I'm about halfway into season 3 and not digging it as much as the first two. The standalone episodes seem especially silly in this season (zombie cops? Angel switching bodies with a horny old man? A guy who turns people into sexist woman beaters by touching them?). This is some pretty lame stuff. They sometimes lead to occasional fun moments (i.e. Possessed Angel making out with Lilah, then freaking her out by inadvertently biting her, which she thinks is just him playing mind games

), but mostly feel like a waste of time.
I feel like the arcs haven't been as consistent this season either. I didn't really like what the show did with Darla after her 'comeback' with Druscilla. The two of them were fascinating together, but once she got pregnant, I started to find her boring. In the episode where all of the sympathy was supposed to be for her, I felt more bad for Lorne having his place blown up twice.
Fortunately, Darla's talk with Angel on the rooftop and her conversation with him in the alley at the end of
"Lullaby" were some of the best stuff she's ever done, and redeemed her pregnancy arc. I just wasn't very into it until that climax. I am curious to see where things go with Angel, the baby, and Holtz, but much of the set up for that situation was a chore to sit through.
I'm also not very engaged by Cordelia's struggles with her visions. I don't really understand why she insists on keeping her visions. I know it's supposed to make us find her heroic, but I think she should have just accepted Groo's offer to take them from her through intercourse. It reminds me of Angel's choice in
"I Will Remember You". A character has an opportunity to have a much happier life (in many ways, the life they've always wanted) and instead they insist on suffering, in order maintain this self-sacrificing tragic hero status. I know Angel explained why he didn't want to become human again, but part of me wishes he'd just stayed the way he was and left the work to Buffy. It felt sort of like an excuse just so he could still have his own show.
I feel like the show is really trying to force Cordelia into a hero role - another example is her starting to train with Angel so she can fight.
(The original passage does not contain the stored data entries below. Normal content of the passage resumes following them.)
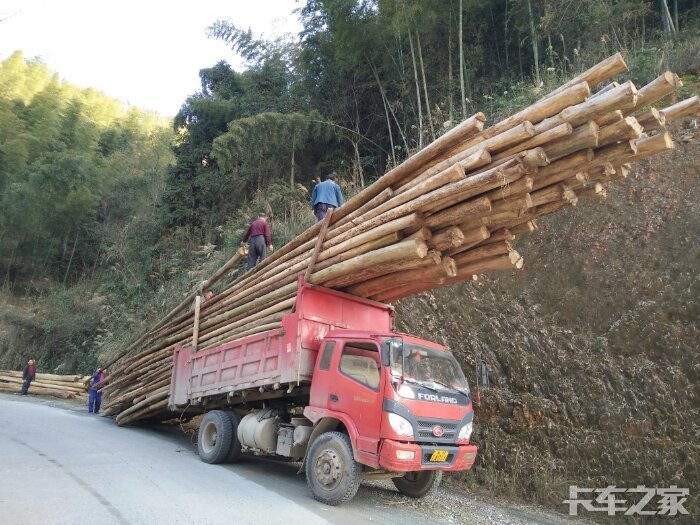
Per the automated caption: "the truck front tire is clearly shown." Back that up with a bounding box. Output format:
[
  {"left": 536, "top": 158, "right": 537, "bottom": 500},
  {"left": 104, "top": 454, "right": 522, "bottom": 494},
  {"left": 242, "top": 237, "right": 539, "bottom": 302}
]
[
  {"left": 392, "top": 470, "right": 443, "bottom": 498},
  {"left": 306, "top": 431, "right": 361, "bottom": 506},
  {"left": 198, "top": 410, "right": 234, "bottom": 464}
]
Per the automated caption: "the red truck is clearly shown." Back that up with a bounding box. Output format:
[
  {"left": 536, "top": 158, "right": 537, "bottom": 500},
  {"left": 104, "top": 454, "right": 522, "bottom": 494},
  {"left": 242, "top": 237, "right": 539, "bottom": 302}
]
[{"left": 170, "top": 277, "right": 477, "bottom": 505}]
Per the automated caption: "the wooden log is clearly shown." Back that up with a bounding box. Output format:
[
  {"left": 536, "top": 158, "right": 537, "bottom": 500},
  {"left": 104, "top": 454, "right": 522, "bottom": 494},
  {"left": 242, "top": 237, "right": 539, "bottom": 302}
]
[
  {"left": 628, "top": 132, "right": 675, "bottom": 161},
  {"left": 425, "top": 161, "right": 526, "bottom": 212},
  {"left": 540, "top": 53, "right": 627, "bottom": 102},
  {"left": 577, "top": 183, "right": 606, "bottom": 199},
  {"left": 483, "top": 176, "right": 534, "bottom": 201},
  {"left": 470, "top": 81, "right": 590, "bottom": 146},
  {"left": 430, "top": 226, "right": 465, "bottom": 251},
  {"left": 448, "top": 254, "right": 524, "bottom": 282},
  {"left": 543, "top": 121, "right": 599, "bottom": 160},
  {"left": 634, "top": 71, "right": 683, "bottom": 109},
  {"left": 531, "top": 149, "right": 594, "bottom": 191},
  {"left": 424, "top": 197, "right": 492, "bottom": 230},
  {"left": 536, "top": 81, "right": 637, "bottom": 132},
  {"left": 199, "top": 312, "right": 290, "bottom": 350},
  {"left": 530, "top": 183, "right": 578, "bottom": 207},
  {"left": 598, "top": 116, "right": 643, "bottom": 147},
  {"left": 321, "top": 213, "right": 422, "bottom": 256},
  {"left": 333, "top": 188, "right": 393, "bottom": 229},
  {"left": 445, "top": 121, "right": 536, "bottom": 160},
  {"left": 0, "top": 375, "right": 85, "bottom": 393},
  {"left": 491, "top": 123, "right": 572, "bottom": 162},
  {"left": 304, "top": 208, "right": 334, "bottom": 280},
  {"left": 340, "top": 112, "right": 486, "bottom": 218},
  {"left": 452, "top": 242, "right": 520, "bottom": 268},
  {"left": 661, "top": 96, "right": 700, "bottom": 123},
  {"left": 510, "top": 221, "right": 537, "bottom": 235},
  {"left": 191, "top": 296, "right": 202, "bottom": 352},
  {"left": 591, "top": 140, "right": 638, "bottom": 167},
  {"left": 635, "top": 108, "right": 665, "bottom": 130},
  {"left": 590, "top": 81, "right": 619, "bottom": 98},
  {"left": 309, "top": 239, "right": 428, "bottom": 286},
  {"left": 444, "top": 226, "right": 491, "bottom": 256},
  {"left": 477, "top": 228, "right": 515, "bottom": 246},
  {"left": 345, "top": 257, "right": 456, "bottom": 298},
  {"left": 0, "top": 382, "right": 75, "bottom": 399},
  {"left": 195, "top": 298, "right": 296, "bottom": 345},
  {"left": 116, "top": 389, "right": 169, "bottom": 425},
  {"left": 314, "top": 232, "right": 401, "bottom": 272},
  {"left": 0, "top": 371, "right": 83, "bottom": 383},
  {"left": 330, "top": 164, "right": 465, "bottom": 240},
  {"left": 595, "top": 110, "right": 623, "bottom": 126}
]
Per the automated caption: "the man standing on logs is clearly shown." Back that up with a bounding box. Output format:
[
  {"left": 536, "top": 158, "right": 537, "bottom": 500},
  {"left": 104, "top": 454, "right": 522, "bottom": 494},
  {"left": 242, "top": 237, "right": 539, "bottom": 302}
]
[
  {"left": 20, "top": 359, "right": 36, "bottom": 395},
  {"left": 311, "top": 173, "right": 343, "bottom": 221},
  {"left": 242, "top": 212, "right": 273, "bottom": 270},
  {"left": 88, "top": 368, "right": 107, "bottom": 413}
]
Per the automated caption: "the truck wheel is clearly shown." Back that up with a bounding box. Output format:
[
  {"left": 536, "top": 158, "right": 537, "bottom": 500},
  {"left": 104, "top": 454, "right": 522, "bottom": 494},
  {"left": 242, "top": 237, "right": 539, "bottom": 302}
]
[
  {"left": 198, "top": 410, "right": 233, "bottom": 464},
  {"left": 392, "top": 470, "right": 443, "bottom": 498},
  {"left": 224, "top": 412, "right": 243, "bottom": 463},
  {"left": 306, "top": 431, "right": 361, "bottom": 506}
]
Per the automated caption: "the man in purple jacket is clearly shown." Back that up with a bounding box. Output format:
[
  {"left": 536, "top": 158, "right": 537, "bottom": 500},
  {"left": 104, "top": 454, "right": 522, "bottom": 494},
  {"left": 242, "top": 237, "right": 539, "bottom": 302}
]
[{"left": 242, "top": 212, "right": 273, "bottom": 269}]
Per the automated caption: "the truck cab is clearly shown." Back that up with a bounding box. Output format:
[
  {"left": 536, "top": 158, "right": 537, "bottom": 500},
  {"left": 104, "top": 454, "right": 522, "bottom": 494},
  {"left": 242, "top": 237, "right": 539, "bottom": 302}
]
[{"left": 303, "top": 331, "right": 476, "bottom": 503}]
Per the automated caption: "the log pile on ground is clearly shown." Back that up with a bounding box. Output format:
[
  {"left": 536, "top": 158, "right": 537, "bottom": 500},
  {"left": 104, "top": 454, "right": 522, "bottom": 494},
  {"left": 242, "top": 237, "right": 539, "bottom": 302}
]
[
  {"left": 100, "top": 54, "right": 698, "bottom": 425},
  {"left": 0, "top": 370, "right": 89, "bottom": 399}
]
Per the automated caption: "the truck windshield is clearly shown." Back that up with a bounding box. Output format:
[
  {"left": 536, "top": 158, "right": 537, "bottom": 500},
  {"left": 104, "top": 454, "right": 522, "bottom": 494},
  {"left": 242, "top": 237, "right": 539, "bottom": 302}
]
[{"left": 385, "top": 339, "right": 470, "bottom": 394}]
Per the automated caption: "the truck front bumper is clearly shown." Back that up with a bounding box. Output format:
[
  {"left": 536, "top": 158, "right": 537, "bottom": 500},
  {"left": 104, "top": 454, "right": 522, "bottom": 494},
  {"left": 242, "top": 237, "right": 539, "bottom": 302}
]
[{"left": 378, "top": 439, "right": 477, "bottom": 472}]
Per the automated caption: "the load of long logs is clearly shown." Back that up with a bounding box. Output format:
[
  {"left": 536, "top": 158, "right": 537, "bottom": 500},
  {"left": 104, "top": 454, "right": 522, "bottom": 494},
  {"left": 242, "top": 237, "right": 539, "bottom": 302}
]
[
  {"left": 99, "top": 54, "right": 698, "bottom": 425},
  {"left": 0, "top": 370, "right": 90, "bottom": 399}
]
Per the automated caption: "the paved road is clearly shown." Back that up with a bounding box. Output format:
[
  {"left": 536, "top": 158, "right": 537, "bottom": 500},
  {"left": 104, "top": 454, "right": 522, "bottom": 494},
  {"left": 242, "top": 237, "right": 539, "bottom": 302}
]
[{"left": 0, "top": 393, "right": 579, "bottom": 525}]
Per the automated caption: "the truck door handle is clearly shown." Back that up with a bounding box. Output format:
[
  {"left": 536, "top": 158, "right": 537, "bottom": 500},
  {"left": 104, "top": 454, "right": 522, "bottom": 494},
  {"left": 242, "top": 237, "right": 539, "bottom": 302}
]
[{"left": 330, "top": 394, "right": 339, "bottom": 402}]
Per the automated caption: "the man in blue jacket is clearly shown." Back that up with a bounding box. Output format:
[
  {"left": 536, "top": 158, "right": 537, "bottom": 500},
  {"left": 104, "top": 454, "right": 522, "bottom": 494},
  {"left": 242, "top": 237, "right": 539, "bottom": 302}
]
[
  {"left": 311, "top": 173, "right": 343, "bottom": 221},
  {"left": 88, "top": 368, "right": 107, "bottom": 413}
]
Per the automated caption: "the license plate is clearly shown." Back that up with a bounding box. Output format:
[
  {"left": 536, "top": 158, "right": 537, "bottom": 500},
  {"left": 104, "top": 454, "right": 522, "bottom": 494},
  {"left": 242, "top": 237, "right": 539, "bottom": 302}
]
[{"left": 429, "top": 450, "right": 449, "bottom": 462}]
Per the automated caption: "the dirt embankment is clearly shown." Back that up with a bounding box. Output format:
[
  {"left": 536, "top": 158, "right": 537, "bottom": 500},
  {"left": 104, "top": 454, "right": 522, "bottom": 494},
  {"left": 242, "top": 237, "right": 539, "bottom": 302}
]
[{"left": 396, "top": 128, "right": 700, "bottom": 522}]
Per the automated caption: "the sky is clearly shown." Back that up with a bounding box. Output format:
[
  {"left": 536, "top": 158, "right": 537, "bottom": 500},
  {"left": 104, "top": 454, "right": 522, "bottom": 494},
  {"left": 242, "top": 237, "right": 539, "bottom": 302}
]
[{"left": 0, "top": 0, "right": 302, "bottom": 116}]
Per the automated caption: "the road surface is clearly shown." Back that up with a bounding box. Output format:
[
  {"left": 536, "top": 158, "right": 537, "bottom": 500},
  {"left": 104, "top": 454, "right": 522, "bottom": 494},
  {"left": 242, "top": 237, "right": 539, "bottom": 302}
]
[{"left": 0, "top": 393, "right": 580, "bottom": 525}]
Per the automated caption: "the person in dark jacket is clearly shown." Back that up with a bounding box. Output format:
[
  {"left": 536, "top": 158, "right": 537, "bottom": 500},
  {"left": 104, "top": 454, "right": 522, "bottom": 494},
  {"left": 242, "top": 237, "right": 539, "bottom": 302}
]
[
  {"left": 20, "top": 360, "right": 36, "bottom": 395},
  {"left": 242, "top": 212, "right": 273, "bottom": 270},
  {"left": 88, "top": 368, "right": 107, "bottom": 413},
  {"left": 311, "top": 173, "right": 343, "bottom": 221}
]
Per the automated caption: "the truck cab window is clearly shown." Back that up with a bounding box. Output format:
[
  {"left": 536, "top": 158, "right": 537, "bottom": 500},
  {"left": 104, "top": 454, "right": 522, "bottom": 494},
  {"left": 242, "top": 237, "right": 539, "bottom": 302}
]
[
  {"left": 319, "top": 341, "right": 336, "bottom": 371},
  {"left": 339, "top": 342, "right": 380, "bottom": 390}
]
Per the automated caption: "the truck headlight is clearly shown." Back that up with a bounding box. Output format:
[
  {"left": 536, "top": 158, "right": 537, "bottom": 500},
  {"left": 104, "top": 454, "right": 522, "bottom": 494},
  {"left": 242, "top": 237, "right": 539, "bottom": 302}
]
[
  {"left": 388, "top": 413, "right": 414, "bottom": 437},
  {"left": 458, "top": 422, "right": 473, "bottom": 441}
]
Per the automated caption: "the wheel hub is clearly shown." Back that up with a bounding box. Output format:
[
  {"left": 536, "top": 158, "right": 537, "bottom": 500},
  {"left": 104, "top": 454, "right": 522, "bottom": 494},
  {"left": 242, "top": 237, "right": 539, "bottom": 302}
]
[
  {"left": 314, "top": 448, "right": 342, "bottom": 488},
  {"left": 202, "top": 422, "right": 218, "bottom": 453}
]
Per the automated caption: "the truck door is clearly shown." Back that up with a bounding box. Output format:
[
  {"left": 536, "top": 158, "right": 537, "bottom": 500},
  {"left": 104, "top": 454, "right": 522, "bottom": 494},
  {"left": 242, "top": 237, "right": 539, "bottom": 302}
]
[{"left": 331, "top": 340, "right": 383, "bottom": 455}]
Angel seemingly having a crush on her strikes me as belabored too, again, despite the show's many obvious attempts to try to make it feel natural. I can buy Wesley's evolution into a tougher, stronger, more mature character, but I still find Cordelia's unconvincing. She's certainly become much more sympathetic with all the pain she's been put through, but I have trouble not finding her heroism far-fetched.
Maybe I'll just never be able to because she was so far from being a hero in the first place. Wesley always had potential to be a hero, he just used to be more clumsy and out-of-touch. Cordelia started off as a selfish, vain, valley girl stereotype and it feels more like circumstances have forced her to be more humble and less selfish, instead of like she's reached potential she always had, like Wesley.
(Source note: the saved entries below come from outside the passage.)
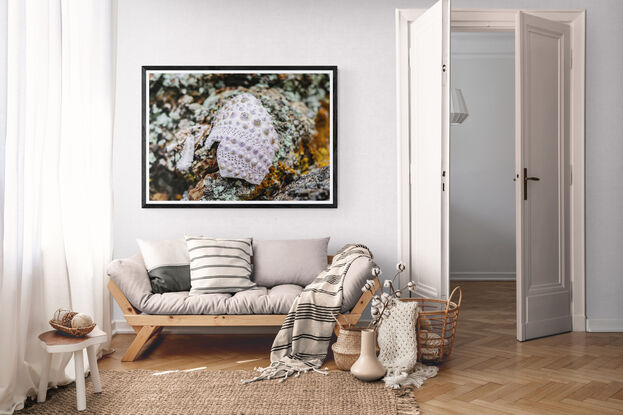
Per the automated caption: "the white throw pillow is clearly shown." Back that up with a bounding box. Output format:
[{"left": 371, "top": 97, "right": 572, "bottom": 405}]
[{"left": 185, "top": 236, "right": 256, "bottom": 295}]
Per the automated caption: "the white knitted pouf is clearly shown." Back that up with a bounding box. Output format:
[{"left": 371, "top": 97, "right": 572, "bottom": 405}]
[{"left": 377, "top": 298, "right": 438, "bottom": 389}]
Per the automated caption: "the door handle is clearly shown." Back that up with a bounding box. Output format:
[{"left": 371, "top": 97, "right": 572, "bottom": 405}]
[{"left": 523, "top": 167, "right": 540, "bottom": 200}]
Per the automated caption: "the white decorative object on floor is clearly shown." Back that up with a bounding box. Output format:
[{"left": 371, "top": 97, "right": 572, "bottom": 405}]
[
  {"left": 38, "top": 328, "right": 107, "bottom": 411},
  {"left": 377, "top": 298, "right": 438, "bottom": 389},
  {"left": 349, "top": 329, "right": 386, "bottom": 381}
]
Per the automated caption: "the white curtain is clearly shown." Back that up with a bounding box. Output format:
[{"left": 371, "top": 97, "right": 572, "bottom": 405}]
[{"left": 0, "top": 1, "right": 116, "bottom": 413}]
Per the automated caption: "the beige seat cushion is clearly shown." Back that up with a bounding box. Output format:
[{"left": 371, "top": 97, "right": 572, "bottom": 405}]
[
  {"left": 139, "top": 284, "right": 301, "bottom": 315},
  {"left": 107, "top": 252, "right": 374, "bottom": 315}
]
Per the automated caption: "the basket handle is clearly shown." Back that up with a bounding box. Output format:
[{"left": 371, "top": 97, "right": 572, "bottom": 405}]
[{"left": 445, "top": 286, "right": 462, "bottom": 311}]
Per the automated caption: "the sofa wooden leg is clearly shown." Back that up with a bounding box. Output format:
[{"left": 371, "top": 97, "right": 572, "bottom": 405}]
[
  {"left": 122, "top": 325, "right": 161, "bottom": 362},
  {"left": 151, "top": 326, "right": 163, "bottom": 338}
]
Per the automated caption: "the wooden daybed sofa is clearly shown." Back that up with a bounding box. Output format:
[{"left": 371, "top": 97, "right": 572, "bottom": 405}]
[{"left": 107, "top": 254, "right": 378, "bottom": 362}]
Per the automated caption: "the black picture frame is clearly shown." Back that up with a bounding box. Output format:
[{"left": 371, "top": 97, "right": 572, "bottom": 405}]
[{"left": 142, "top": 66, "right": 337, "bottom": 208}]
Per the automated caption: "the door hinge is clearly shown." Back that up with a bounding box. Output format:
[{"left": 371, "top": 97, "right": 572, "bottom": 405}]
[
  {"left": 442, "top": 170, "right": 446, "bottom": 191},
  {"left": 442, "top": 64, "right": 447, "bottom": 72}
]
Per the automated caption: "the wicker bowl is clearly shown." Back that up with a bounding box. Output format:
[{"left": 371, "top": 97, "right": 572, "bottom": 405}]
[{"left": 49, "top": 320, "right": 96, "bottom": 337}]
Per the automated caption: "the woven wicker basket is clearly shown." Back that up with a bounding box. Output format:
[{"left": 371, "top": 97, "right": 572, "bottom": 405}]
[
  {"left": 401, "top": 286, "right": 462, "bottom": 364},
  {"left": 331, "top": 326, "right": 363, "bottom": 370},
  {"left": 332, "top": 326, "right": 381, "bottom": 370},
  {"left": 49, "top": 320, "right": 96, "bottom": 337}
]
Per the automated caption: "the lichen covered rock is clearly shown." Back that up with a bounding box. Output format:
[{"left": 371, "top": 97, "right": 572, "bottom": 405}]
[
  {"left": 273, "top": 166, "right": 331, "bottom": 201},
  {"left": 147, "top": 72, "right": 331, "bottom": 201}
]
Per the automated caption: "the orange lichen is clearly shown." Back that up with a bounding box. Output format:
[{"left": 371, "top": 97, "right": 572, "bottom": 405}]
[
  {"left": 308, "top": 100, "right": 331, "bottom": 167},
  {"left": 245, "top": 162, "right": 297, "bottom": 200},
  {"left": 294, "top": 150, "right": 311, "bottom": 175}
]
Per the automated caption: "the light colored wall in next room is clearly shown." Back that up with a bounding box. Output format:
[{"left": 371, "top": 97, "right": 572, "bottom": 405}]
[{"left": 449, "top": 32, "right": 516, "bottom": 281}]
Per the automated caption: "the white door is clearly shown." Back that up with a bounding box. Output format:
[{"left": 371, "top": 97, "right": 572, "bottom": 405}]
[
  {"left": 516, "top": 12, "right": 572, "bottom": 341},
  {"left": 408, "top": 0, "right": 450, "bottom": 299}
]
Another thing I'm getting frustrated with is the constant use of irony in the show. How many episodes start with someone saying something that leads you to believe they're talking to a certain person/dealing with a certain situation, only for the camera to cut back to reveal that they're talking to someone/doing something you couldn't have predicted? It was cute at first, but it's starting to become really tired and stale.
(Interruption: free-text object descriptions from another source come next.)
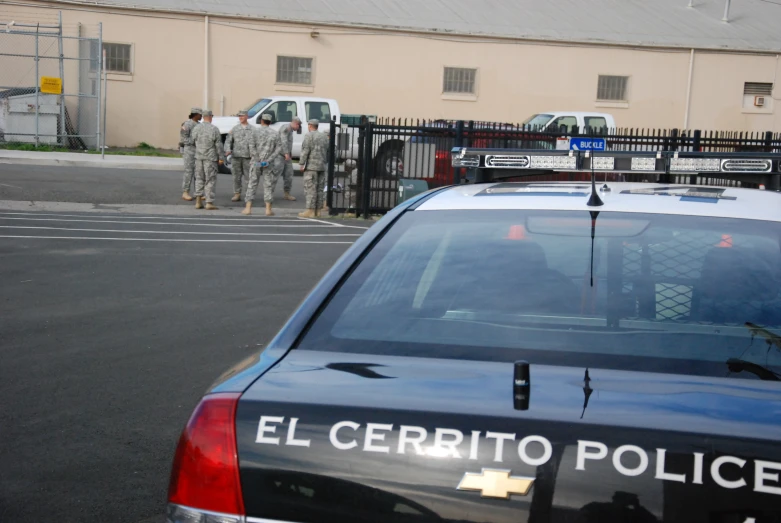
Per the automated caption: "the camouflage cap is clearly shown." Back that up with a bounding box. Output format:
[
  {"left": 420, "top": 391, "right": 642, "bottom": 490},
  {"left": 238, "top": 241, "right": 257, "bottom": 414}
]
[
  {"left": 202, "top": 109, "right": 213, "bottom": 117},
  {"left": 308, "top": 118, "right": 319, "bottom": 126},
  {"left": 191, "top": 107, "right": 203, "bottom": 114},
  {"left": 237, "top": 110, "right": 248, "bottom": 117},
  {"left": 260, "top": 113, "right": 273, "bottom": 121}
]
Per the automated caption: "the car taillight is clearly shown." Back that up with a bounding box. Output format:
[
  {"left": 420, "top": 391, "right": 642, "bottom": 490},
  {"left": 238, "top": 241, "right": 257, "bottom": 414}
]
[{"left": 167, "top": 393, "right": 245, "bottom": 523}]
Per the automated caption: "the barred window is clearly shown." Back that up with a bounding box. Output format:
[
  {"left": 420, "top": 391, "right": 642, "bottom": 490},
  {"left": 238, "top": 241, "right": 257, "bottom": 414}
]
[
  {"left": 443, "top": 67, "right": 477, "bottom": 94},
  {"left": 744, "top": 82, "right": 773, "bottom": 96},
  {"left": 597, "top": 75, "right": 628, "bottom": 101},
  {"left": 90, "top": 43, "right": 132, "bottom": 73},
  {"left": 276, "top": 56, "right": 313, "bottom": 85}
]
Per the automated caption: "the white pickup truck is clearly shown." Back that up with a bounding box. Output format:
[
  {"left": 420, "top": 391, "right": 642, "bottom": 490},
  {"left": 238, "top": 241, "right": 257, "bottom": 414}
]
[
  {"left": 212, "top": 96, "right": 404, "bottom": 176},
  {"left": 521, "top": 111, "right": 617, "bottom": 132},
  {"left": 212, "top": 96, "right": 337, "bottom": 158}
]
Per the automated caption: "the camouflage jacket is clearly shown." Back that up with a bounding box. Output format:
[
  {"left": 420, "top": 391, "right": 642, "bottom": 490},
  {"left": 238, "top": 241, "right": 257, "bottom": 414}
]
[
  {"left": 278, "top": 124, "right": 294, "bottom": 160},
  {"left": 180, "top": 119, "right": 198, "bottom": 148},
  {"left": 251, "top": 126, "right": 282, "bottom": 164},
  {"left": 191, "top": 121, "right": 225, "bottom": 161},
  {"left": 300, "top": 130, "right": 328, "bottom": 171},
  {"left": 224, "top": 123, "right": 254, "bottom": 158}
]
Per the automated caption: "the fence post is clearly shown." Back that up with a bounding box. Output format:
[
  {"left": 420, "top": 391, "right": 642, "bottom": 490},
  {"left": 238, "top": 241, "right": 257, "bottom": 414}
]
[
  {"left": 362, "top": 122, "right": 374, "bottom": 220},
  {"left": 34, "top": 24, "right": 40, "bottom": 147},
  {"left": 693, "top": 130, "right": 701, "bottom": 152},
  {"left": 454, "top": 120, "right": 465, "bottom": 185},
  {"left": 670, "top": 128, "right": 680, "bottom": 151},
  {"left": 356, "top": 117, "right": 366, "bottom": 216},
  {"left": 101, "top": 48, "right": 107, "bottom": 158},
  {"left": 764, "top": 131, "right": 773, "bottom": 153},
  {"left": 96, "top": 23, "right": 102, "bottom": 152},
  {"left": 326, "top": 115, "right": 337, "bottom": 214},
  {"left": 57, "top": 12, "right": 65, "bottom": 146}
]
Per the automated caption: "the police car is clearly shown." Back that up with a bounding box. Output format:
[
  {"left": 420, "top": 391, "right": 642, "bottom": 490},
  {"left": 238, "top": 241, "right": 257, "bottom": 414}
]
[{"left": 167, "top": 147, "right": 781, "bottom": 523}]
On a more positive note, I'm enjoying the character of Fred a lot. My more objective, cynical side keeps reminding me that she's a rather unoriginal and somewhat cliche character - impossibly cute and sweet innocent-looking mousy/nerdy/brainy girl who is always making big puppy eyes and speaking in an adorably nervous motor-mouthed manner. She's very much in the mold of Ezri Dax, and Whedon's own Willow and Kaylee.
I know all that, but I'm charmed by her anyways. I guess I'm just a sucker for that kind of character.

. I think another reason I like her so much is because Amy Acker plays the role so well. I always get a kick out of Fred's cute, awkward lines, although the joke of her using too many words can be irritating at times.
My favourite episode of the season so far is
"Fredless". My only nitpick with that episode is I didn't like the misdirection with Fred's parents. We kept being lead to believe they were evil (including a bit where her father says,
"Not yet" to her mother - a line that never pays off) and this ends up being another one of those 'screw with audience expectations' cons. Other than that, however, I thought
"Fredless" was just about perfect. I hope the rest of the season has more episodes like that, and fewer episodes with wacky monsters and/or forced Cordelia heroism.